At a White House meeting with his economic team, President Bush said Monday, "One thing is for certain: We're in challenging times, but another thing is for certain: We've taken strong and decisive action."

He said the Fed's actions over the weekend "shows the world that the United States is on top of the situation ... We'll obviously continue to monitor the situation and when need be, we'll act decisively."

JPMorgan said Sunday that it would acquire Bear Stearns for $236.2 million in a deal backed by the Federal Reserve. JPMorgan will pay $2 a share, though Bear Stearns closed at $30 a share Friday.

The sudden demise of Bear Stearns, fifth-biggest U.S. investment bank, has left investors shaken.

"There is a crisis of confidence," says Andy Brooks, trader at money management firm T. Rowe Price. "Investors are wondering, 'Does it mean other banks and brokerages are at risk?'"
How trading shapes up on Wall Street could offer clues as to whether the heavy selling that has rocked the stock market this year will worsen and mark a fresh leg down for stocks — or whether a selling climax occurs, paving the way for a market bottom and market recovery.
Says Brooks: "Is the selling a cathartic event, the kind that creates a big flush and helps form a bottom? I don't know."

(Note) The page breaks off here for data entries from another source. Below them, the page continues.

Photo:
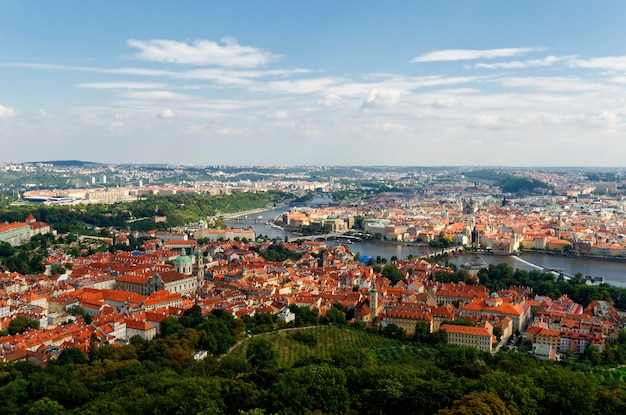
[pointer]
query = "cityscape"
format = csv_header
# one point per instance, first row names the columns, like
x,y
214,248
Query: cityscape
x,y
312,208
305,246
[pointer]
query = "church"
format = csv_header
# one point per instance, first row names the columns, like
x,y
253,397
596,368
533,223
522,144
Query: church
x,y
181,280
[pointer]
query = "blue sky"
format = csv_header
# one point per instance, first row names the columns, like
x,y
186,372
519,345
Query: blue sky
x,y
535,83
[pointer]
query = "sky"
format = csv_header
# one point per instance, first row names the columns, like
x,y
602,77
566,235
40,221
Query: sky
x,y
325,82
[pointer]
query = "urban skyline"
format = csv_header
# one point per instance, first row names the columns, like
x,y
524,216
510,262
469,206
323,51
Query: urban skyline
x,y
280,83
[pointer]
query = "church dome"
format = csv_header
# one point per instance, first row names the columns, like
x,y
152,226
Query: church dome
x,y
183,259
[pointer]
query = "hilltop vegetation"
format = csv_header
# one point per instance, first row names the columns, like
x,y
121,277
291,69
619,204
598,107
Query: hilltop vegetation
x,y
334,369
179,209
510,183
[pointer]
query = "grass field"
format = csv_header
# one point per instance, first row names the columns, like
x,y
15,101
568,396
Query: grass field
x,y
328,338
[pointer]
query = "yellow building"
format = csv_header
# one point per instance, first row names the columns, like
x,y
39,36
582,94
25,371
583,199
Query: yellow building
x,y
480,338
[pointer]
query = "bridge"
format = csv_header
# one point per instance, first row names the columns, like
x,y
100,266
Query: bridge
x,y
242,215
453,250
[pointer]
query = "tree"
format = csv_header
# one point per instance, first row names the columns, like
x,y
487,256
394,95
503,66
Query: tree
x,y
21,323
46,406
261,354
477,403
393,274
593,354
73,355
310,388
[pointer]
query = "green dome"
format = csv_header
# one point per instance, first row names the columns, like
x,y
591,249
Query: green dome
x,y
183,259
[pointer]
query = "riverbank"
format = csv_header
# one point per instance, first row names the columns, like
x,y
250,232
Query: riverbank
x,y
574,255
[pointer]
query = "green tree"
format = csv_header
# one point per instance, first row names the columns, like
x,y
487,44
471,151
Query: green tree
x,y
393,274
261,354
46,406
21,323
310,388
477,403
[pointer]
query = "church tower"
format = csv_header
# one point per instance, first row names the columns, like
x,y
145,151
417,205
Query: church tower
x,y
183,263
373,300
200,265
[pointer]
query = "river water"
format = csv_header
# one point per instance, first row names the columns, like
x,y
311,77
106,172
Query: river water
x,y
614,272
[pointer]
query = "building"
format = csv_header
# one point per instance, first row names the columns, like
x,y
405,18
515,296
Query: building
x,y
480,338
16,233
494,306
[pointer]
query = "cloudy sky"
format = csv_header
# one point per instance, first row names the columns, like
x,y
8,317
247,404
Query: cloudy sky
x,y
325,82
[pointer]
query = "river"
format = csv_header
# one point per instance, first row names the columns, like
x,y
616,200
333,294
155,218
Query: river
x,y
614,273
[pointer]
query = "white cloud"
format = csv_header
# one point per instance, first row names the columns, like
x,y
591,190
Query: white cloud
x,y
470,54
154,95
329,100
485,120
298,86
551,84
444,103
533,63
612,63
381,98
202,52
120,85
6,112
167,113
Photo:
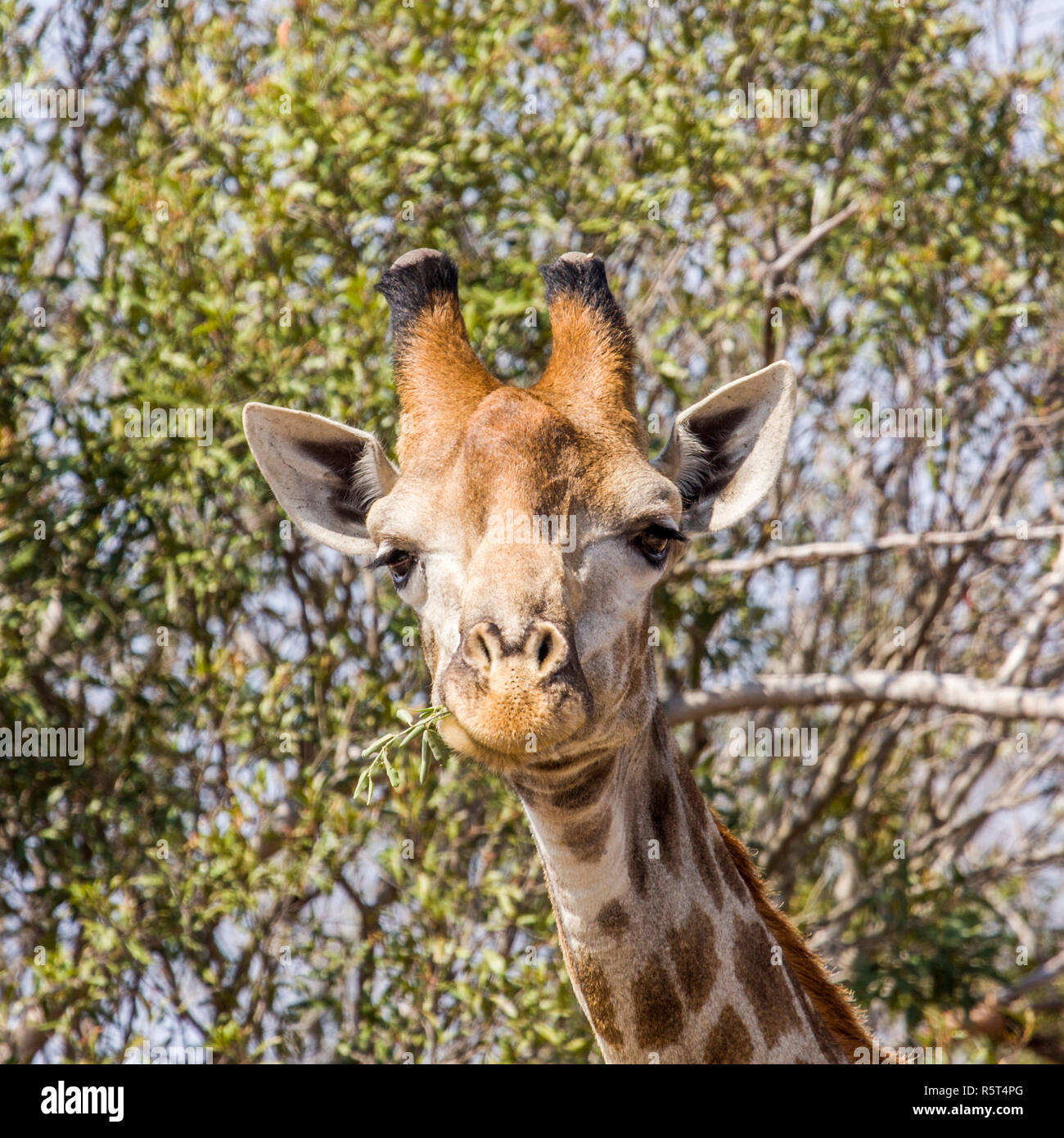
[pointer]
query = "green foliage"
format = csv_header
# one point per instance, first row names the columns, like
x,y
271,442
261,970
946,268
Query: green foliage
x,y
213,235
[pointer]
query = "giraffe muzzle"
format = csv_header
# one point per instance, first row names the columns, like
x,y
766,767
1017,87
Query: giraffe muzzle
x,y
513,695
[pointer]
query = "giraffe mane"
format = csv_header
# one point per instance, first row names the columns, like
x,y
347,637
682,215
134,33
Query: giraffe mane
x,y
833,1001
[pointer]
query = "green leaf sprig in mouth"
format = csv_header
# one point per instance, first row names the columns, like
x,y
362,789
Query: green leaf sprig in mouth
x,y
423,727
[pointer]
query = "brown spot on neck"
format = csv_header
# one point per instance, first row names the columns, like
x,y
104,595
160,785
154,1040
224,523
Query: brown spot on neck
x,y
612,919
659,1014
728,1041
830,1001
765,983
595,989
691,946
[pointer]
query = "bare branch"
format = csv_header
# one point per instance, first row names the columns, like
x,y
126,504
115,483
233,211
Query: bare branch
x,y
840,551
913,689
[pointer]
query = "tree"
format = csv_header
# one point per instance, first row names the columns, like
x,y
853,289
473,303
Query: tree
x,y
212,233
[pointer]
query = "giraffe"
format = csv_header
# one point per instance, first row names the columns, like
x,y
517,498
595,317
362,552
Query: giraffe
x,y
527,530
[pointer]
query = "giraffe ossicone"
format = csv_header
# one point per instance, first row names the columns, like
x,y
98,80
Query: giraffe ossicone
x,y
539,645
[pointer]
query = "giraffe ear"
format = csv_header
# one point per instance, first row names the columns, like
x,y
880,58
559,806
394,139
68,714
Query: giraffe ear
x,y
725,452
326,475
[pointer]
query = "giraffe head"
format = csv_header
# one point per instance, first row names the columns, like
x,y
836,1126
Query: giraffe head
x,y
526,527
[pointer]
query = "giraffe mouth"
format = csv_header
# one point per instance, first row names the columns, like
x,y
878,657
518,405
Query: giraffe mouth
x,y
503,740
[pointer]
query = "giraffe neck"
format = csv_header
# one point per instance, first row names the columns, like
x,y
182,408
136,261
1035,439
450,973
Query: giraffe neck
x,y
674,951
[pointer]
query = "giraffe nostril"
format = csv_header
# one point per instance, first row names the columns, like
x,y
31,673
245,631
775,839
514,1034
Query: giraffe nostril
x,y
547,647
480,647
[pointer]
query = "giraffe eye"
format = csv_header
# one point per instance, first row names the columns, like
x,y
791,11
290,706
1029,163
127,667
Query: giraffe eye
x,y
655,543
399,563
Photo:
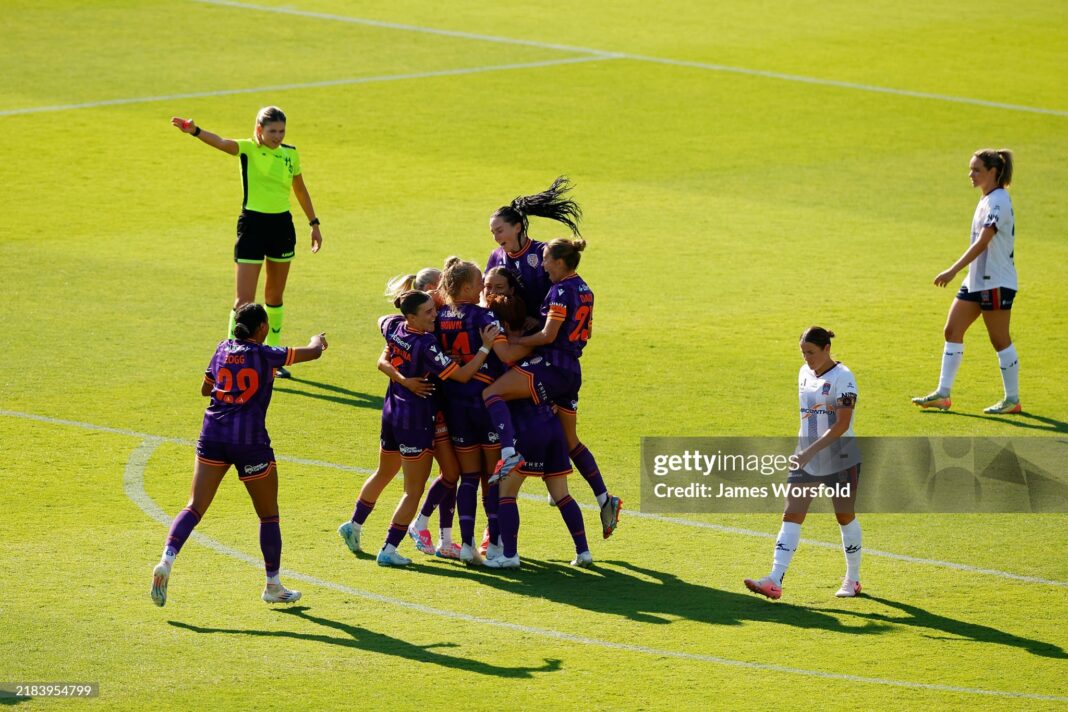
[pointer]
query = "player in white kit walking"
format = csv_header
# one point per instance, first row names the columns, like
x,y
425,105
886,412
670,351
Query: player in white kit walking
x,y
990,285
827,455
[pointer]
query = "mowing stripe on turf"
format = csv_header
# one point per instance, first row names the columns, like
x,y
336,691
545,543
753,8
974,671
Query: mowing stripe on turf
x,y
310,84
134,487
638,58
630,513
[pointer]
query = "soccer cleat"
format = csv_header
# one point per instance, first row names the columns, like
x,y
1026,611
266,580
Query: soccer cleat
x,y
470,556
610,515
279,594
503,562
849,588
392,558
1004,407
451,550
585,559
159,578
935,399
506,467
350,534
423,540
765,587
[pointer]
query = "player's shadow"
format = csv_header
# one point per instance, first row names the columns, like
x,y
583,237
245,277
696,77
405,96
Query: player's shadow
x,y
1022,420
387,645
959,629
333,393
646,596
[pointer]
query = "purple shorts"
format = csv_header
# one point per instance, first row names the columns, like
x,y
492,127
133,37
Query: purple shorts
x,y
470,428
545,448
251,461
551,384
412,443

Foreign markets reacted negatively to the news of Bear Stearns' demise.

Overseas, Japan's Nikkei stock average fell 3.71% overnight, while Hong Kong's Hang Seng index fell 5.18%. In afternoon trading, Britain's FTSE 100 fell 2.69%, Germany's DAX index dropped 3.65%, and France's CAC-40 lost 2.99%.

The dollar sank to a record low against the euro and hit a 12 1/2 year low against the yen, while gold prices surged to another record high.

Light, sweet crude dropped $3.49 to $106.72 per barrel on the New York Mercantile Exchange, after rising to nearly $112 a barrel in premarket trading.

In a note to clients early this morning, Jason Trennert, founder of Strategas Research Partners, offered some possible implications of the Bear implosion, which he described as "an old-fashioned run on the bank."

The crisis opens the door for more government intervention, Trennert says.

The lack of confidence in markets will likely mean that the Federal Reserve will have to cut short-term interest rates as much as 1 full percentage point when it meets tomorrow, Trennert said. He also told clients that while it "may be tempting to buy the strong hands in the financial sector, we would remain cautious on the sector."

Shares of the other major Wall Street firms fell in early trading.

Merrill Lynch economist David Rosenberg said a transition is underway from "crisis prevention to crisis management."

Rich Suttmeier, chief market strategist at RightSide.com, says he expects a "massive flight to quality" trade today as investors reduce risk in their portfolio.

"There is a lot of apprehension," he says.

A key to the market's recovery, he says, is a move by the Fed to try to determine what all the "toxic investments," such as securities tied to mortgage-backed securities and other exotic financial products are worth.

"An assessment of what this stuff is worth is necessary," says Suttmeier.

Says Michael Farr of investment firm Farr Miller & Washington: "There is a lot of tension. We have to wait and see what will happen in the financial sector."